- Born: 1984 or 1985 (age 40–41)
- Education: Northwestern University
- Occupations: Actress, radio presenter
- Years active: 2008-present
- Notable work: From a Whisper (2008)

= Corine Onyango =

Kenyan actress and radio presenter

Corine Onyango (born ) is a Kenyan actress and radio presenter.

==Biography==
Corine Amolo Onyango was born in Cote D' Ivoire. Her father, Tony Elisha Onyango worked for the African Development Bank. Her mother, Ruth Apondi nee Ogola worked as head administration at various international schools including Abidjan, Nairobi, and Tunis. She has two sisters, Janet and Annabel, and a brother, Tony. Onyango attended Northwestern University, where she studied communications and graduated in 2007. After graduation, she came back to Kenya on vacation and ended up deciding to stay. Onyango found a job as a radio presenter after her cousin Nina Ogot mention that there was an opening at Homeboyz Radio. She became the host of ‘The Jumpoff’, a hip hop show. Onyango described it as a step by step learning experience for the company and herself.

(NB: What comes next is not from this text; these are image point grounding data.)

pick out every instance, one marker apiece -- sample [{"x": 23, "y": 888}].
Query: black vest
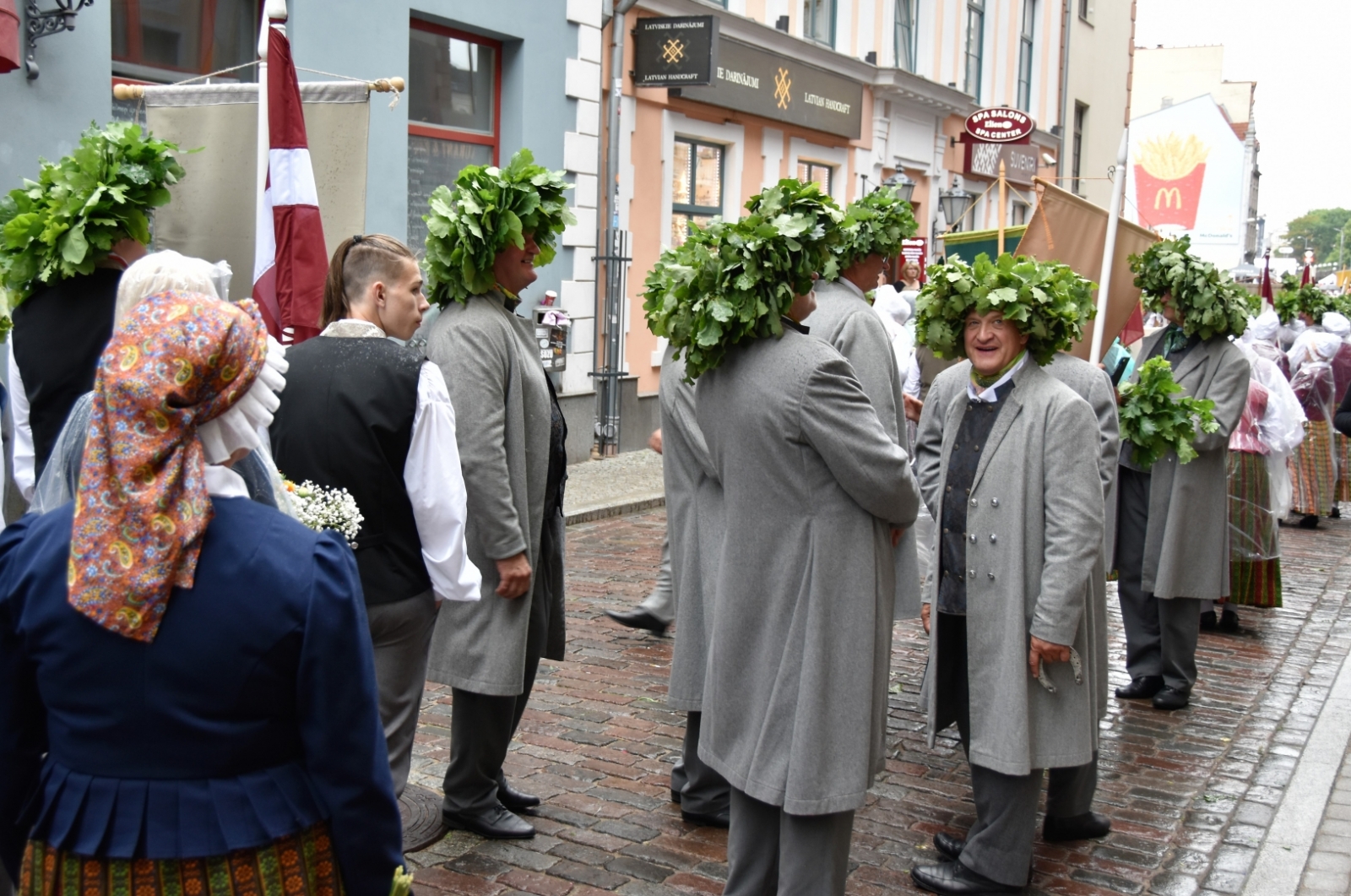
[
  {"x": 346, "y": 421},
  {"x": 58, "y": 334}
]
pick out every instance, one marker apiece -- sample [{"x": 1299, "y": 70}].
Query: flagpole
[{"x": 1110, "y": 247}]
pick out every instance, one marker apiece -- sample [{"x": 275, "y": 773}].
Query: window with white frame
[{"x": 696, "y": 186}]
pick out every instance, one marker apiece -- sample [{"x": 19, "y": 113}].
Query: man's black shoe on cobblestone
[
  {"x": 1141, "y": 688},
  {"x": 496, "y": 823},
  {"x": 639, "y": 619},
  {"x": 957, "y": 878}
]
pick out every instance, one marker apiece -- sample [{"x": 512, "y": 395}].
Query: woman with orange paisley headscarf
[{"x": 187, "y": 695}]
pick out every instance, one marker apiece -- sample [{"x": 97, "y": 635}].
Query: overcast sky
[{"x": 1292, "y": 51}]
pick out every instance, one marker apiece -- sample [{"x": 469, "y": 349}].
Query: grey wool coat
[
  {"x": 503, "y": 416},
  {"x": 1093, "y": 385},
  {"x": 1186, "y": 542},
  {"x": 695, "y": 529},
  {"x": 846, "y": 321},
  {"x": 1035, "y": 520},
  {"x": 799, "y": 660}
]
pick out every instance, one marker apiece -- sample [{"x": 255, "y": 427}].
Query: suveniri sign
[
  {"x": 777, "y": 87},
  {"x": 675, "y": 52}
]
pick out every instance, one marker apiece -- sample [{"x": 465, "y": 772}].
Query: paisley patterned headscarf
[{"x": 175, "y": 362}]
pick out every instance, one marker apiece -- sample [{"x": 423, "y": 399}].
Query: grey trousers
[
  {"x": 1159, "y": 634},
  {"x": 400, "y": 634},
  {"x": 702, "y": 790},
  {"x": 661, "y": 603},
  {"x": 481, "y": 727},
  {"x": 772, "y": 853}
]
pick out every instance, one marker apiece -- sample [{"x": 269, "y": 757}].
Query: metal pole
[{"x": 1110, "y": 247}]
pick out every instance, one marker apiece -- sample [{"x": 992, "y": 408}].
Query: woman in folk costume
[
  {"x": 193, "y": 707},
  {"x": 1270, "y": 429},
  {"x": 1315, "y": 466}
]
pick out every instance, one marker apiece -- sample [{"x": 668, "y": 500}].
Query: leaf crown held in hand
[
  {"x": 1211, "y": 304},
  {"x": 1044, "y": 299},
  {"x": 67, "y": 222},
  {"x": 733, "y": 281},
  {"x": 875, "y": 225},
  {"x": 490, "y": 209},
  {"x": 1155, "y": 422}
]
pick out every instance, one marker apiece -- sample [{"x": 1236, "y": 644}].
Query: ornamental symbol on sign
[
  {"x": 673, "y": 52},
  {"x": 781, "y": 84}
]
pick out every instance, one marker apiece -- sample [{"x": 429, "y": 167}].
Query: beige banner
[
  {"x": 213, "y": 211},
  {"x": 1073, "y": 231}
]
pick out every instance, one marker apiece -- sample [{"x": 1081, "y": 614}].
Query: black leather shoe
[
  {"x": 949, "y": 844},
  {"x": 709, "y": 819},
  {"x": 957, "y": 878},
  {"x": 1141, "y": 688},
  {"x": 1077, "y": 828},
  {"x": 496, "y": 823},
  {"x": 513, "y": 799},
  {"x": 639, "y": 619},
  {"x": 1170, "y": 699}
]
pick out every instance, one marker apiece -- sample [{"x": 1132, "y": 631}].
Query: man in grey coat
[
  {"x": 799, "y": 653},
  {"x": 1017, "y": 497},
  {"x": 511, "y": 448},
  {"x": 1173, "y": 522}
]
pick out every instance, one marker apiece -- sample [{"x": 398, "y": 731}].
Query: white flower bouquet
[{"x": 321, "y": 508}]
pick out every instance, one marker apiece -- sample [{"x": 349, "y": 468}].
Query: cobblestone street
[{"x": 1191, "y": 794}]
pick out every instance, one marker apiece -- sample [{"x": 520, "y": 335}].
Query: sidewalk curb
[{"x": 618, "y": 508}]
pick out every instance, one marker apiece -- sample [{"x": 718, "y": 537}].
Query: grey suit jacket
[
  {"x": 800, "y": 654},
  {"x": 503, "y": 411}
]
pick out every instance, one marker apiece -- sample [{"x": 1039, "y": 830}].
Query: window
[
  {"x": 905, "y": 34},
  {"x": 454, "y": 99},
  {"x": 696, "y": 187},
  {"x": 1081, "y": 114},
  {"x": 808, "y": 172},
  {"x": 974, "y": 46},
  {"x": 184, "y": 35},
  {"x": 819, "y": 20},
  {"x": 1024, "y": 57}
]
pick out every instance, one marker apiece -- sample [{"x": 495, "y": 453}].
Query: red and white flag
[{"x": 290, "y": 260}]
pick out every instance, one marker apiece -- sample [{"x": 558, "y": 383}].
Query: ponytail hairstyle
[{"x": 360, "y": 261}]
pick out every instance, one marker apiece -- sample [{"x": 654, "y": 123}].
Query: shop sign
[
  {"x": 675, "y": 52},
  {"x": 1019, "y": 161},
  {"x": 777, "y": 87},
  {"x": 1000, "y": 125}
]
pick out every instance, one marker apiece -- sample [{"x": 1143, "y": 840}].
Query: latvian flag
[{"x": 290, "y": 256}]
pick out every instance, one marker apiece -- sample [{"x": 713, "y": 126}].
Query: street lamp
[{"x": 954, "y": 203}]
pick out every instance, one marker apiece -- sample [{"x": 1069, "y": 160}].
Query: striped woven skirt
[
  {"x": 296, "y": 865},
  {"x": 1254, "y": 535},
  {"x": 1312, "y": 470}
]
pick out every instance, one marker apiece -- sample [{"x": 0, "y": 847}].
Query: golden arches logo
[
  {"x": 781, "y": 84},
  {"x": 1168, "y": 195}
]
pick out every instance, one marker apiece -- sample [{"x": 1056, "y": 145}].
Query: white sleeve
[
  {"x": 24, "y": 459},
  {"x": 437, "y": 491}
]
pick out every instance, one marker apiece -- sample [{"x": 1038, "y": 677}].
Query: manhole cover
[{"x": 420, "y": 810}]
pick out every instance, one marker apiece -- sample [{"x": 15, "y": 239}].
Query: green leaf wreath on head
[
  {"x": 490, "y": 209},
  {"x": 1044, "y": 299},
  {"x": 733, "y": 281},
  {"x": 1209, "y": 301},
  {"x": 67, "y": 222},
  {"x": 1154, "y": 421},
  {"x": 875, "y": 225}
]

In 2008, Onyango made her film debut in Wanuri Kahiu's From a Whisper. She plays Tamani, the daughter of a businessman who learns that her long-absent mother was killed in the 1998 bombing in Nairobi, and copes by making graffiti in the memorial park. She was nominated for Best Actress in a Leading Role at the Africa Movie Academy Awards. In 2010, Onyango voiced the dragonfly in the children's TV series Tinga Tinga Tales.

Onyango has a young son, King Kwe. She speaks English and French.